The invention relates to compositions of optical glasses and is intended for the manufacture of filters that are opaque in the ultraviolet region of the spectrum.

Known glass for light filters, containing in wt.%: SiO ₂ 99.1-99.97; Al ₂ O ₃ 0.01-0.5; Eu ₂ O ₃ 0.01-0.3; TiO ₂ 0.01-0.1 [1]. Glass is opaque in the short-wave ultraviolet region of the spectrum in the wavelength range of 160-200 nm. The disadvantage of glass is light transmission in the UV region of the spectrum in the wavelength range of 200-400 nm, and therefore it cannot be used for filters that absorb in this wavelength range.

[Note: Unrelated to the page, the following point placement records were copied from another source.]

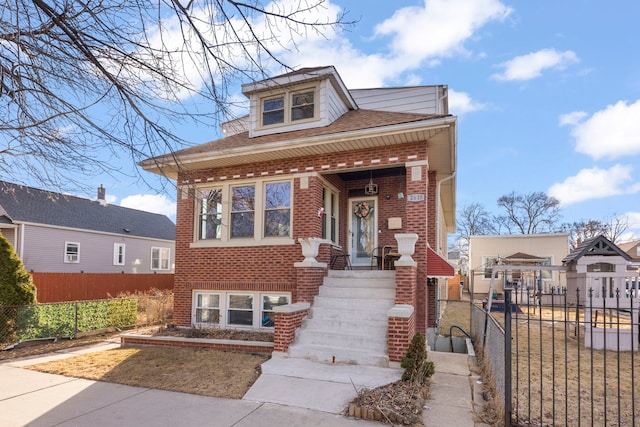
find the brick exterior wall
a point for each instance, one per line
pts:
(271, 268)
(308, 284)
(401, 331)
(226, 345)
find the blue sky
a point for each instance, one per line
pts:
(547, 93)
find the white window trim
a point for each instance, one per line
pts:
(160, 250)
(258, 238)
(67, 257)
(252, 310)
(261, 311)
(288, 94)
(221, 312)
(116, 253)
(224, 308)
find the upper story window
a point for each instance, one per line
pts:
(243, 211)
(273, 111)
(288, 108)
(210, 219)
(71, 252)
(255, 210)
(118, 253)
(160, 259)
(302, 106)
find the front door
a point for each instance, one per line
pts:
(363, 230)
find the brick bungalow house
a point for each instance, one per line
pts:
(334, 170)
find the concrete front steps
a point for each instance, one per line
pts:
(347, 323)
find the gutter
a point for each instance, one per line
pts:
(444, 122)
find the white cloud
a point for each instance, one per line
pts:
(419, 36)
(572, 118)
(438, 28)
(461, 103)
(634, 225)
(594, 183)
(610, 133)
(155, 203)
(530, 66)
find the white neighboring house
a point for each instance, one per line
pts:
(53, 232)
(522, 249)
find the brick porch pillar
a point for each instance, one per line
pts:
(402, 316)
(288, 318)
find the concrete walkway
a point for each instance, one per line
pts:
(289, 392)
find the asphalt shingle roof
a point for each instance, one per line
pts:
(598, 245)
(350, 121)
(19, 203)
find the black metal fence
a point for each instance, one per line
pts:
(69, 319)
(564, 364)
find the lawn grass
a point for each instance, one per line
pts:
(558, 381)
(197, 371)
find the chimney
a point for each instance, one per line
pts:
(101, 195)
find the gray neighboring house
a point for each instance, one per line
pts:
(53, 232)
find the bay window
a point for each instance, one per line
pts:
(228, 213)
(277, 212)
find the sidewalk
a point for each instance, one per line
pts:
(300, 393)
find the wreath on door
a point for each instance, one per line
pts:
(361, 209)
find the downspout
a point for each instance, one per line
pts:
(453, 174)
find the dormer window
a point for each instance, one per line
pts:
(289, 108)
(273, 111)
(302, 106)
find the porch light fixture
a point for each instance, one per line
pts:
(371, 189)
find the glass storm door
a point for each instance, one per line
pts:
(364, 226)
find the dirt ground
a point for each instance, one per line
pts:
(197, 371)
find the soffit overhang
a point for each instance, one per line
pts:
(440, 135)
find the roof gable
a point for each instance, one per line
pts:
(596, 246)
(26, 204)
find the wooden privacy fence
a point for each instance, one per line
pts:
(60, 287)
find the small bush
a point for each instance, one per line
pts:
(66, 319)
(416, 366)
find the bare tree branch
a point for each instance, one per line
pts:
(87, 83)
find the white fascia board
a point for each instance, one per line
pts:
(317, 140)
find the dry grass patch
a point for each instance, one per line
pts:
(197, 371)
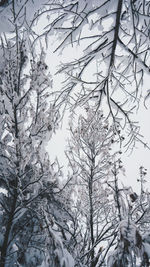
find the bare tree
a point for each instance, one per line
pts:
(113, 53)
(28, 181)
(91, 161)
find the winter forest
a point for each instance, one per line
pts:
(84, 64)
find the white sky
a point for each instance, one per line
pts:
(140, 155)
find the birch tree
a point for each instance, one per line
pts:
(91, 161)
(28, 180)
(112, 59)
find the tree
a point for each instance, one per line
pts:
(113, 53)
(28, 181)
(91, 161)
(132, 248)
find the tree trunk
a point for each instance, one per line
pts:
(8, 231)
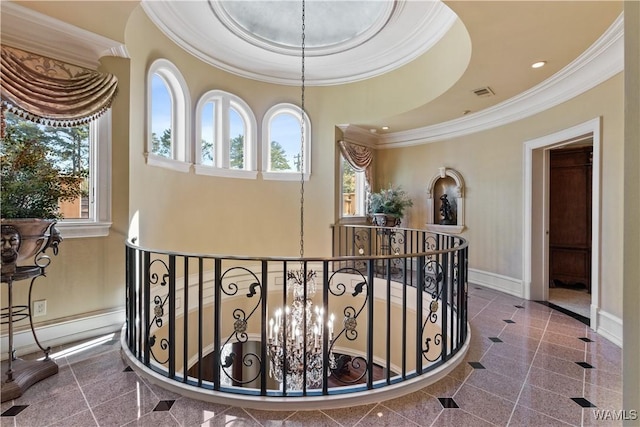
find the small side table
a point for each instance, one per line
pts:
(22, 374)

Closest to the proposed glass for a light filter in terms of technical nature and the achieved result is glass containing in wt.%: SiO ₂ 99.5-99.97; Al ₂ O ₃ 0.01-0.1; TiO ₂ 0.01-0.1; GeO ₂ 0.01-0.3 [2].

Glass provides complete opacity in the short-wave ultraviolet region of the spectrum in the wavelength range of 160-220 nm, has minimal transparency in the UV region up to 300 nm and is transparent in the visible (400-700 nm) region of the spectrum. The disadvantage of glass is that it does not provide complete absorption in the wavelength range of 220-400 nm (light transmission at 300 nm is 8-15%, at 400 nm - 65-80%), which does not allow the use of the specified glass as a cut-off filter UV spectrum. In addition, glass is melted at a very high temperature - 1920-1940 ° C, which requires high energy consumption and special synthesis conditions.

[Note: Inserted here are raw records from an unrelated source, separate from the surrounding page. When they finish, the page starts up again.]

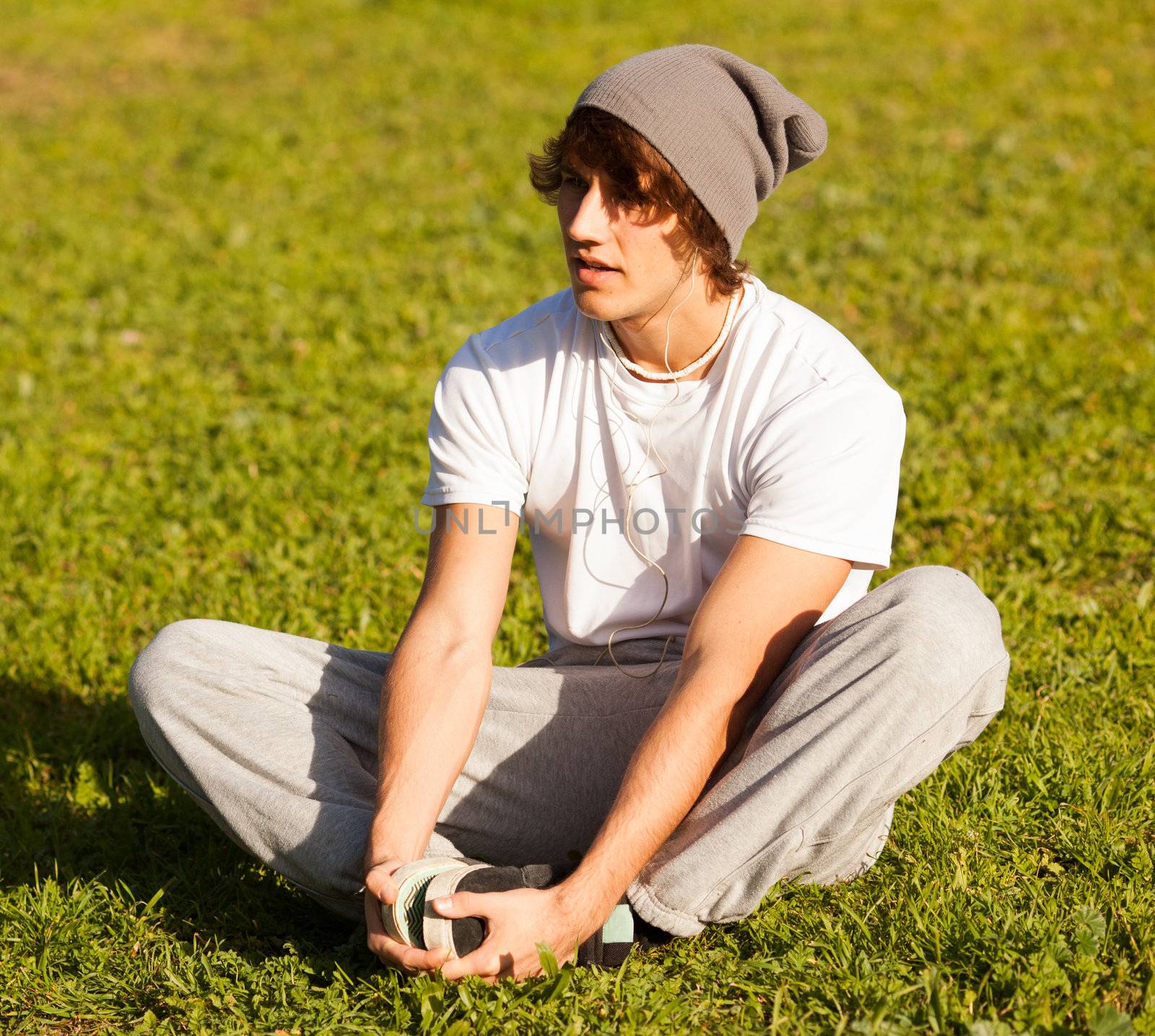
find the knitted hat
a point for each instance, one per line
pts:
(729, 129)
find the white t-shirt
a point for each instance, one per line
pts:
(793, 435)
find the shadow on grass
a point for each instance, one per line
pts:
(82, 797)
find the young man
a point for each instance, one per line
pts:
(762, 712)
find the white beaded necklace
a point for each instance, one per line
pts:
(671, 375)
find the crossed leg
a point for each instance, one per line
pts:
(275, 736)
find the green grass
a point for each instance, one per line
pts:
(237, 243)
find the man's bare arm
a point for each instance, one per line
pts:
(435, 695)
(764, 601)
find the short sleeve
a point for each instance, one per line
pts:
(823, 474)
(473, 456)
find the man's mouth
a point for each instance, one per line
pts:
(592, 271)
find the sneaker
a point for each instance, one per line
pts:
(608, 947)
(404, 918)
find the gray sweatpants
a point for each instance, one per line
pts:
(275, 736)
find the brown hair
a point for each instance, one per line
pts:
(642, 178)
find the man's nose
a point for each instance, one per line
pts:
(589, 221)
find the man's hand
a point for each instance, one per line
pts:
(517, 920)
(380, 889)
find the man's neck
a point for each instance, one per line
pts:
(694, 328)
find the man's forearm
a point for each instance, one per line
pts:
(669, 770)
(432, 701)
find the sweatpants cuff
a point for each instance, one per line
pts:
(650, 909)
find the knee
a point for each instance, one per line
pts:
(943, 610)
(155, 677)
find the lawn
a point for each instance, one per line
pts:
(240, 239)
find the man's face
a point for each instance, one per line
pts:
(596, 225)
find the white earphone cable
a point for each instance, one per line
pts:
(671, 375)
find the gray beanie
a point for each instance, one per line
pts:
(729, 129)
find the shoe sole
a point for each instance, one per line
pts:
(436, 929)
(404, 920)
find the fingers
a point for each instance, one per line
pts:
(485, 962)
(408, 959)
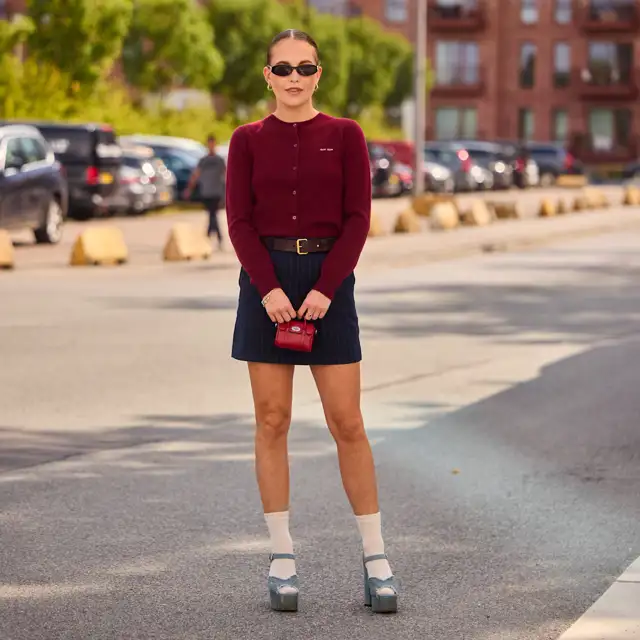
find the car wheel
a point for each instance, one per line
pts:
(547, 179)
(51, 231)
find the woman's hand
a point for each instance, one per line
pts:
(277, 305)
(314, 306)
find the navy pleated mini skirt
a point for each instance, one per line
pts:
(338, 337)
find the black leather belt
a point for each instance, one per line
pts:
(301, 246)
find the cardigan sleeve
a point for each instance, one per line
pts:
(356, 211)
(253, 255)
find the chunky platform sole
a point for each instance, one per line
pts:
(379, 603)
(284, 601)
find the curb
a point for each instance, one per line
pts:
(615, 615)
(520, 240)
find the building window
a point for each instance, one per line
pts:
(453, 122)
(526, 128)
(529, 11)
(561, 64)
(560, 125)
(457, 63)
(528, 52)
(609, 63)
(563, 11)
(396, 10)
(609, 129)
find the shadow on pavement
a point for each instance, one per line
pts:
(583, 311)
(505, 519)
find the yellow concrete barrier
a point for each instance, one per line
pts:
(444, 216)
(408, 221)
(423, 204)
(507, 209)
(571, 181)
(631, 196)
(580, 203)
(99, 245)
(547, 208)
(186, 242)
(375, 227)
(478, 215)
(6, 251)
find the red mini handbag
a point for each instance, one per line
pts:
(296, 334)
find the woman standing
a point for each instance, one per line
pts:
(299, 205)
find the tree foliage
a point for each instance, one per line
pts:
(243, 30)
(82, 39)
(170, 42)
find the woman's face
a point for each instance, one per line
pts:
(295, 89)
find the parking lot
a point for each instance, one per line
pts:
(145, 236)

The task of the invention is to ensure complete absorption in the UV region of the spectrum up to 400 nm, increase light transmission in the wavelength range of 450-500 nm and reduce the temperature of glass synthesis.

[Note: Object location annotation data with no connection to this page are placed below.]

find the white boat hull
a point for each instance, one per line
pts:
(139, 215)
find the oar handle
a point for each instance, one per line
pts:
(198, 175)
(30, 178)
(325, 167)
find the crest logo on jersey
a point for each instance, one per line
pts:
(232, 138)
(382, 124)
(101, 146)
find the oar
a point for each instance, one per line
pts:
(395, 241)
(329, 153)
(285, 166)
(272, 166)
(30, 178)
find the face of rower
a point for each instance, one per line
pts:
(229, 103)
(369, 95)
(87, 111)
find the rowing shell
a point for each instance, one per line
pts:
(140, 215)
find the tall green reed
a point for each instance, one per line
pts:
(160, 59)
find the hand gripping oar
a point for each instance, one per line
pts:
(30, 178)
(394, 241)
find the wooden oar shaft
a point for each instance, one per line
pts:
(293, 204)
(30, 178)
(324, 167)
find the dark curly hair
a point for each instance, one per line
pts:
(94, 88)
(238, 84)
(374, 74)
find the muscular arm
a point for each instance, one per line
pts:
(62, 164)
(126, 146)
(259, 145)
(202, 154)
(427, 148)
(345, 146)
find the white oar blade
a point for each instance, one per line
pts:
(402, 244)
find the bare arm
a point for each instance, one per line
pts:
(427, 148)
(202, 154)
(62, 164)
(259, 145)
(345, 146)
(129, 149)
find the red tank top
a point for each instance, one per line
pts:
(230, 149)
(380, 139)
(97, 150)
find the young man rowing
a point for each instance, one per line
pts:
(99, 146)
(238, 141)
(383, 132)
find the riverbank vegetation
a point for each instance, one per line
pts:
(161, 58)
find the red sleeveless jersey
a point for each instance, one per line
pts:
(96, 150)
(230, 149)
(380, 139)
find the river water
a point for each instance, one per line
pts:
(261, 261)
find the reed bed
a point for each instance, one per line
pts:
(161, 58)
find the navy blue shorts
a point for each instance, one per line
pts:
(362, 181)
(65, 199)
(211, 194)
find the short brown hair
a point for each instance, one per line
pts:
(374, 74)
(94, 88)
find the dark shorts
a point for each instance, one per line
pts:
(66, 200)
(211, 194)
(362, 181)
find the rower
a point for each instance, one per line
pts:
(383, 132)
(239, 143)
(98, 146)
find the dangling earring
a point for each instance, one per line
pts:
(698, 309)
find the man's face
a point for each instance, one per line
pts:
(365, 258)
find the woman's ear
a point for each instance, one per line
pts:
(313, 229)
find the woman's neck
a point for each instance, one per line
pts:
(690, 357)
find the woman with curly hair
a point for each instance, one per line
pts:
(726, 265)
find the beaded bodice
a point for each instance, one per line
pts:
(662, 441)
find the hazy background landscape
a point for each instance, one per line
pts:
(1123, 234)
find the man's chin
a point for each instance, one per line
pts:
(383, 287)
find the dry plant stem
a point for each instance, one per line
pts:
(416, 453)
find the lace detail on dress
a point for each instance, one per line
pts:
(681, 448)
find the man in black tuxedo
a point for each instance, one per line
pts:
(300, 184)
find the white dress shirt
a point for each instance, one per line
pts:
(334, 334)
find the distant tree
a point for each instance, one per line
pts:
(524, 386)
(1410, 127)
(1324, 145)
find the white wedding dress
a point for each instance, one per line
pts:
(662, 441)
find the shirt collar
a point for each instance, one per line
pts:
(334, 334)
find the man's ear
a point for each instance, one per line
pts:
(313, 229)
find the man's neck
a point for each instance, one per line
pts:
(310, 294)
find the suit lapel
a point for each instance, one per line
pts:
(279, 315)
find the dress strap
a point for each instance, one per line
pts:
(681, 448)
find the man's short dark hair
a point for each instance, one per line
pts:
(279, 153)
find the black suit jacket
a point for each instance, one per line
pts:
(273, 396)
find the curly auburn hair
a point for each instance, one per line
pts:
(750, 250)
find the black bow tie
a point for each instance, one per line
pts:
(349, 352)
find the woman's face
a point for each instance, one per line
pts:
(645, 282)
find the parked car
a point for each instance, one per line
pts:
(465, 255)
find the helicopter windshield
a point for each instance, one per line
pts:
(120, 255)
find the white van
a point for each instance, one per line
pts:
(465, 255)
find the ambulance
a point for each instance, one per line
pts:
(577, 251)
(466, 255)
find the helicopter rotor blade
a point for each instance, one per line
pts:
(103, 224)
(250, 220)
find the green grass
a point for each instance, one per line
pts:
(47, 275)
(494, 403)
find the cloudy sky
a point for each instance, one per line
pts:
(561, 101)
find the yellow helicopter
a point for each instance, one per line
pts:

To solve this problem, we propose glass for a light filter, including PbO, TeO ₂ , GeO ₂ , B ₂ O ₃ , La ₂ O ₃ , which contains these components in the following ratio, wt.%: PbO 63.5-78.39; TeO ₂ 5.0-27.4; GeO ₃ 3.0-13.0; In ₂ O _3, 6.0-9.05; La ₂ O ₃ 0.01-0.1.

The quantitative ratio of these components in the proposed glass composition provides complete absorption in the wavelength range up to 400 nm, which allows you to create filters that cut off the UV region of the spectrum, increases light transmission in the wavelength range of 450-500 nm and reduces the temperature of glass synthesis to 900-950 ° FROM.

From literature sources, glass for light filters of such a chemical composition for solving this problem is unknown and we propose for the first time.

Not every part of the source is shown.